Micelio
T 5000122130002011-00165-01Corte Suprema de Justicia · Sala Tutelas2011

Magistrado ponente: Ruth Marina Díaz Rueda

Ley 1123 de 2007

CORTE SUPREMA DE JUSTICIA República de Colombia Corte Suprema de Justicia Sala de Casación Civil CORTE SUPREMA DE JUSTICIA SALA DE CASACIÓN CIVIL Magistrado Ponente RUTH MARINA DÍAZ RUEDA Bogotá, D. C., cuatro (4) de agosto de dos mil once (2011). (Discutido y aprobado en sesión de 3 de agosto de 2011). Ref. Exp. 50001-22-13-000-2011-00165-01 Decide la Corte la impugnación interpuesta frente al fallo de 11 de julio de 2011, emitido por la Sala Civil-Familia-Laboral del Tribunal Superior del Distrito Judicial de Villavicencio, que negó la tutela iniciada por Yormary Rey Melo y Agustín Alejandro Ortegón Rey contra el Juzgado Cuarto Civil del Circuito de esa ciudad, trámite al que fueron vinculados Germán, Luz Consuelo, Orlando Javier, Edgar Alfonso, Carlos Fernando, Martha Janeth, Blanca Raquel, Jairo Alberto, Ana Esneda y Yesid Tobías Ortegón Rey, herederos del causante Tobías Ortegón Molina.

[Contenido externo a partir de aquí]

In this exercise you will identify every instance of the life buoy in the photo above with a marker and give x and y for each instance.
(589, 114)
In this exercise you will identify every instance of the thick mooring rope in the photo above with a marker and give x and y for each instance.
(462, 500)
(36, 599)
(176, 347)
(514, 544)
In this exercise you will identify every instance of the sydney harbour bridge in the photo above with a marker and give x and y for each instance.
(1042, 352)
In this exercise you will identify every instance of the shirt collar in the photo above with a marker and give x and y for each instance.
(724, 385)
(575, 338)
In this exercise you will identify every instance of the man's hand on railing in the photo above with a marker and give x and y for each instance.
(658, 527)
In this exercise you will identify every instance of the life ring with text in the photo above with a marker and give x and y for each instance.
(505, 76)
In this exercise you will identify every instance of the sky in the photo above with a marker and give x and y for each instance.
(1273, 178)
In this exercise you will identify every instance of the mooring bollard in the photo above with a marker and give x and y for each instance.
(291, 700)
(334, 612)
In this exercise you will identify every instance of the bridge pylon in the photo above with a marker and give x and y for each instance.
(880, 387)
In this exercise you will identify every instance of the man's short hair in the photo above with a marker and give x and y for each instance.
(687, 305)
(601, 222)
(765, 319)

ANTECEDENTES 1. Los accionantes, quienes invocaron la protección de los derechos al debido proceso, igualdad, defensa y propiedad privada pidieron que se le ordene a la autoridad jurisdiccional acusada que reconozca al “abogado, Jaime Gómez Guaidia, como nuestro apoderado de confianza dentro del proceso ordinario (…) No. 2009-00184 (…), por cuanto los intereses de nosotros (…) son los mismos, no son contradictorios, contrarios, pues conformamos una familia, una unidad patrimonial desde hace más de veinticinco años” y “acepte la integración del litisconsorcio necesario en cuanto a la parte demandante presentada por el suscrito, Agustín Alejandro Ortegón Rey, con quien igualmente tenemos la posesión material sobre el inmueble” (folio 2).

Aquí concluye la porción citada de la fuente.